Mokaev queria mais reconhecimento, mais lutas relevantes e melhores condições financeiras. Dana White queria silêncio e disciplina. No fim, venceu o ego.

O fator Dana White: quando o controle vale mais que o talento

A história de Muhammad Mokaev se encaixa em um padrão recorrente no UFC: lutadores que desafiam a autoridade de Dana White costumam pagar caro por isso. Foi assim com Francis Ngannou, que deixou o UFC após uma disputa pública por direitos de imagem e liberdade contratual. Foi assim também com Nate Diaz, Jon Jones e até Tito Ortiz em outras épocas.

O problema não é apenas administrativo, é pessoal. Dana White construiu o UFC à base de comando absoluto. Sua filosofia é simples: quem luta no UFC deve se encaixar na narrativa da empresa, não o contrário. Quando alguém como Mokaev, jovem e ainda sem status de estrela, começa a desafiar essa estrutura, a resposta tende a ser rápida e impiedosa.

Internamente, o presidente teria argumentado que Mokaev “não era um nome que vendia pay-per-view” e que sua saída “não faria falta ao negócio”. Uma declaração coerente com o pragmatismo comercial de White, mas que, do ponto de vista esportivo, parece um tiro no pé.

Erro estratégico ou punição pessoal?

Sob qualquer ótica técnica, deixar Mokaev sair foi um erro esportivo. O UFC abriu mão de um atleta invicto, com potencial de longo prazo, base de fãs em crescimento e uma história inspiradora, tudo o que a categoria dos moscas precisa para se manter relevante.

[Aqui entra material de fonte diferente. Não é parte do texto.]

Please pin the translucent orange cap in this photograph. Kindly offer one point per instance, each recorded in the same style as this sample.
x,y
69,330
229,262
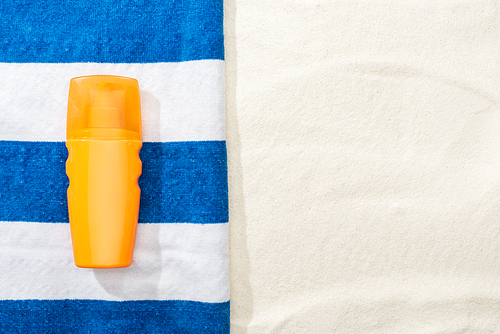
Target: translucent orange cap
x,y
104,107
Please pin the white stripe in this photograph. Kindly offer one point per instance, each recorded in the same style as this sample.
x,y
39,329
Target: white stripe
x,y
180,101
171,261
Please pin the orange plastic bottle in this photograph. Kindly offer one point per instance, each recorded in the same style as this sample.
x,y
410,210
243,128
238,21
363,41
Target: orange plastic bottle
x,y
103,166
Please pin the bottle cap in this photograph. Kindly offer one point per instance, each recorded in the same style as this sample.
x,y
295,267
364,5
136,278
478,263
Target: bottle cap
x,y
104,107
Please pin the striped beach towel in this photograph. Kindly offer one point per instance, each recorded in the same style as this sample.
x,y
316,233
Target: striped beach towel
x,y
178,282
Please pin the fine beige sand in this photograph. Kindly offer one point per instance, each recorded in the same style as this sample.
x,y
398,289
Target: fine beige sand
x,y
364,166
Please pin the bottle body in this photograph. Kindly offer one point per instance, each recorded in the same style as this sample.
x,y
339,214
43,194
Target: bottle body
x,y
103,200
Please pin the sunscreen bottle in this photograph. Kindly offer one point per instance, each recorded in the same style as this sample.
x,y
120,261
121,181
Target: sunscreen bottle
x,y
103,140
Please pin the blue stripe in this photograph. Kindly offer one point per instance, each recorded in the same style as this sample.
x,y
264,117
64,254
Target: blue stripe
x,y
99,316
114,31
183,182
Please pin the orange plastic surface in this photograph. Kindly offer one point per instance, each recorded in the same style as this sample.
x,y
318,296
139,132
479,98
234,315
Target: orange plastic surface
x,y
103,140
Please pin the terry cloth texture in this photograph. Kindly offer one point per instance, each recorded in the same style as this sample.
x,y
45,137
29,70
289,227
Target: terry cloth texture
x,y
178,282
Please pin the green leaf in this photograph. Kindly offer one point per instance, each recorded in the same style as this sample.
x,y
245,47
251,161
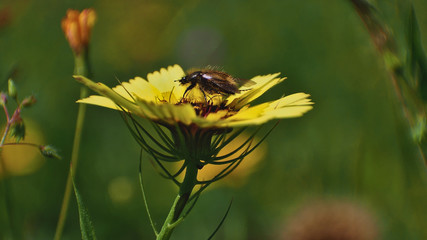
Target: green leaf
x,y
86,226
417,61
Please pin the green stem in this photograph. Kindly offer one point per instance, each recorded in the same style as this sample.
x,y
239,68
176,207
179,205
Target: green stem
x,y
173,218
81,67
4,183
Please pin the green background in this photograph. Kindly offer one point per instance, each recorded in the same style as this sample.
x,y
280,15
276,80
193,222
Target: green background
x,y
354,144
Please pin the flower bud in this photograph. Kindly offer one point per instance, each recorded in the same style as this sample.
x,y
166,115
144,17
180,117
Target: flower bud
x,y
49,151
3,98
29,101
77,27
12,89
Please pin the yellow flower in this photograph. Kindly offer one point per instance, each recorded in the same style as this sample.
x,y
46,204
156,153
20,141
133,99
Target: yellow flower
x,y
200,124
160,98
77,27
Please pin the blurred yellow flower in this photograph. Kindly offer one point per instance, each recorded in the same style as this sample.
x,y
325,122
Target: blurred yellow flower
x,y
161,99
77,27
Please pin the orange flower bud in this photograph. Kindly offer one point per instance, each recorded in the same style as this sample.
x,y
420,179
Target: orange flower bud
x,y
77,27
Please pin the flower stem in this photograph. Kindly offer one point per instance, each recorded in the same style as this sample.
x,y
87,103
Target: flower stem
x,y
81,67
4,184
173,218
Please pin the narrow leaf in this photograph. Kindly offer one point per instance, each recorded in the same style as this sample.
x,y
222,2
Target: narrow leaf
x,y
86,226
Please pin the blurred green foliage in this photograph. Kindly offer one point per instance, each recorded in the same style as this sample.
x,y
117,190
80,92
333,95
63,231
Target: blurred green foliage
x,y
354,144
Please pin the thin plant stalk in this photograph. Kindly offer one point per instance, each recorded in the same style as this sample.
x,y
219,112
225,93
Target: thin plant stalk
x,y
5,185
81,67
173,218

Mas a decisão parece menos sobre o esporte e mais sobre controle. Dana White já provou, inúmeras vezes, que prefere perder um talento do que abrir espaço para comportamentos que ameacem sua autoridade. O mesmo impulso que consolidou o UFC como um império também faz o presidente agir por impulso e orgulho.

O problema é que, dessa vez, o custo pode ser alto: Mokaev não só venceu, como se tornou símbolo de resistência, um atleta que saiu do sistema e prosperou.

Mokaev e um retorno inevitável para o UFC

Mokaev afirma que sonha em voltar ao UFC “no momento certo”. Se continuar vencendo e defendendo o cinturão da Brave CF, o retorno é quase certo. A organização já recontratou nomes como Robbie Lawler e Anthony Johnson após períodos fora, e o mesmo pode acontecer com o russo.

Mas, até lá, Dana White terá de lidar com um fato desconfortável: o lutador que ele dispensou está se tornando um dos nomes mais comentados do MMA mundial. E cada nocaute de Mokaev fora do octógono do UFC ecoa como um lembrete do que acontece quando o ego fala mais alto que a razão.

O UFC sempre se orgulhou de reunir “os melhores do mundo”. Mas, neste caso, o melhor peso-mosca do mundo pode estar lutando em outro lugar, e por escolha do próprio Dana White.